Analytics is used to identify which segments exist within your business and how best to service their needs.
For example, you may have segments that are:
· Premium price buyers or low price buyers.
· Buy products individually or buy in bundles.
· Buy product in multiple categories or only in a single category.
· Only buy on promotional offers or on discounts
· Only buy through certain channels or buy on multiple channels.
Being able to identify which customers fall into which segment will help to improve your targeting. You will be able to tailor the message and offer depending on their buying habits.
The screenshot below shows an example of how you can cluster your customers by segment to quickly identify a) how each segment is performing b) drill down to each single customer in each segment
Example of a segmentation analysis using Alytix™ Customer Data Platform
2) Recency, Frequency and Monetary (RFM) Analysis
RFM is an important analysis as it is an indicator of key customer buying traits. It evaluates the time lag (recency) a customer has engaged with your business. It assesses how frequent (frequency) they visit your website or purchase a product. It determines how much the customer spends (monetary) on your products.
It is linked to other essential analytics and KPI’s listed in this article such as segmentation and retention and churn analysis.
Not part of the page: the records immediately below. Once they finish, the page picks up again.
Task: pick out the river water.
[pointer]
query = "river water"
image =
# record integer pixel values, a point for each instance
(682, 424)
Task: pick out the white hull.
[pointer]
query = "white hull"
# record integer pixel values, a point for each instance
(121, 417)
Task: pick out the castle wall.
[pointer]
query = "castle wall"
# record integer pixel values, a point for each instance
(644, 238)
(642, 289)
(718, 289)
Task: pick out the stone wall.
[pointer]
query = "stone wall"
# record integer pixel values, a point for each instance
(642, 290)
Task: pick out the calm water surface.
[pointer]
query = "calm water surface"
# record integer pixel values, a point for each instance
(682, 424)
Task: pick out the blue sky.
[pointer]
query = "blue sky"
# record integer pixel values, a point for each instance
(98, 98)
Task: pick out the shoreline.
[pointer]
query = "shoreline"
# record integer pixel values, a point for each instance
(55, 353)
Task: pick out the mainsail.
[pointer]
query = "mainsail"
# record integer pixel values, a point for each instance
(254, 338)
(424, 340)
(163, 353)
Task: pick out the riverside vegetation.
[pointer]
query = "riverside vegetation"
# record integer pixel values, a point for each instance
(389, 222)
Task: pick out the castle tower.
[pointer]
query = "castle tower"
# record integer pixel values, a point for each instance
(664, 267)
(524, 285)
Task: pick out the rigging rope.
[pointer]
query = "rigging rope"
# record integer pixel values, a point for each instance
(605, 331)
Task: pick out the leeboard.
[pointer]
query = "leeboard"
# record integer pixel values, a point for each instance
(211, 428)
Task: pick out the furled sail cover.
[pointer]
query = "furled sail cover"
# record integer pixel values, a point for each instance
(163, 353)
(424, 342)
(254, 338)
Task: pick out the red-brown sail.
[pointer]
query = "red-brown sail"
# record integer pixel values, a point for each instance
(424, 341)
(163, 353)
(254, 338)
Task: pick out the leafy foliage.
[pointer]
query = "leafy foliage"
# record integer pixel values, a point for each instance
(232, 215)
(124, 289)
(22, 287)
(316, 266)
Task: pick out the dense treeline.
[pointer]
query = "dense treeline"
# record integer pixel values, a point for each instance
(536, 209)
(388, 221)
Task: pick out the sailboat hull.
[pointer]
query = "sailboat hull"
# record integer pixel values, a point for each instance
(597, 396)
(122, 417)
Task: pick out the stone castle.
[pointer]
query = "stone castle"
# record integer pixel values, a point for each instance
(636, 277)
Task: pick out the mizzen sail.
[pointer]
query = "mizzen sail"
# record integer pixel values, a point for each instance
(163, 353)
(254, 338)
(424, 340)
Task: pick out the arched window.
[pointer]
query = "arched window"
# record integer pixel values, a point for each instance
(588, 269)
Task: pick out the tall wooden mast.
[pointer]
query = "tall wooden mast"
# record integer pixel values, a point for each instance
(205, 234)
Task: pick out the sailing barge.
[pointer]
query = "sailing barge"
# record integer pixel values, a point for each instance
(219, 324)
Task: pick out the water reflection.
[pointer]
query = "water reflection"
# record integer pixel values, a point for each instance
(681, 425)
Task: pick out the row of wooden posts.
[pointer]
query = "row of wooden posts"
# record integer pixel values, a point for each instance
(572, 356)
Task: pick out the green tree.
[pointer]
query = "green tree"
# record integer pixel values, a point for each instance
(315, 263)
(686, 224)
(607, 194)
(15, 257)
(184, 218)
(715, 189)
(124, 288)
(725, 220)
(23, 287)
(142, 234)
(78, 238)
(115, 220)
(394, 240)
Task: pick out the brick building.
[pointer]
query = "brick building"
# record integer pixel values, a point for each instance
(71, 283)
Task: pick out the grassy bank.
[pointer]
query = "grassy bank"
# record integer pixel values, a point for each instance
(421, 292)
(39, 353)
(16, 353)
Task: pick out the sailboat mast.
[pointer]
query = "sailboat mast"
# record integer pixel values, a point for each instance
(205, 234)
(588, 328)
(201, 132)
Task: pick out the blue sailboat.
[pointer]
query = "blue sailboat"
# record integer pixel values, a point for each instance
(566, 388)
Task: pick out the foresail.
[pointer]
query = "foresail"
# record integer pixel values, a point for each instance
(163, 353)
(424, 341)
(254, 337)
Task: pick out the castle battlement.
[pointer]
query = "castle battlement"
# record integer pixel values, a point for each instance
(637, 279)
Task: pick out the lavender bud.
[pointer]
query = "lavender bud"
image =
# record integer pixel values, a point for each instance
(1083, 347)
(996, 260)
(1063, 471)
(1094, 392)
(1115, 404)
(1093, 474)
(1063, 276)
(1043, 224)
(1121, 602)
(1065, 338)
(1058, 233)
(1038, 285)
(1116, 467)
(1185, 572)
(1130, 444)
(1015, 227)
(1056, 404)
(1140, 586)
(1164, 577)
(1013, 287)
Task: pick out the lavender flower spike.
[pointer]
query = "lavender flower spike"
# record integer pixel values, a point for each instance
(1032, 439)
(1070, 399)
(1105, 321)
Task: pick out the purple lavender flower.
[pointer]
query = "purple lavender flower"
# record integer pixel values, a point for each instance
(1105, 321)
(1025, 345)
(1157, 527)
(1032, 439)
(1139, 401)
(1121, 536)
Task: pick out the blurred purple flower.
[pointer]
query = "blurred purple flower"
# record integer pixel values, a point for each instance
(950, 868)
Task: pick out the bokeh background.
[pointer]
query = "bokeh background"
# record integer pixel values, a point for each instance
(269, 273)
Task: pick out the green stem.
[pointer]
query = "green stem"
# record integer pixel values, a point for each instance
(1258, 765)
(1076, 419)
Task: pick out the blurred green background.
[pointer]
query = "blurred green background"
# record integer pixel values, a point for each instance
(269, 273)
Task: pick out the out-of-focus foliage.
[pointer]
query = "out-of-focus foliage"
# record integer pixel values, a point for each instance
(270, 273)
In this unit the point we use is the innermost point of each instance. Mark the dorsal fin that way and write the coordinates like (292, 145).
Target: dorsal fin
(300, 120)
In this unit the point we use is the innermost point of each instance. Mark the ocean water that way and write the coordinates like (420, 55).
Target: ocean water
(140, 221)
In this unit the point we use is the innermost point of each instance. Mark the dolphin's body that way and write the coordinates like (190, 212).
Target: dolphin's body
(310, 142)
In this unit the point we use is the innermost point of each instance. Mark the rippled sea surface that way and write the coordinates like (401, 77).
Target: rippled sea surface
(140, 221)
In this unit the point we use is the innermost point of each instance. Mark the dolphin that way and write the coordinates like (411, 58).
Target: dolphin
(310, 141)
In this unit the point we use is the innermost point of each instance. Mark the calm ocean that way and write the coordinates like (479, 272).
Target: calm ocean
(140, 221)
RFM analysis will provide you with an overall picture of how engaged your customers are with your business. It will impact your marketing strategy as it will pinpoint whether you need to improve your retention or acquisition marketing.
It will also help to predict future outcomes. Such as which customers are most likely to become loyal customers or which products purchased lead to highest churn rates.
Again, the message can be tailored to each behaviour. Personalising the message will improve the outcome whether it be to retain, buy more frequently or increase their spend.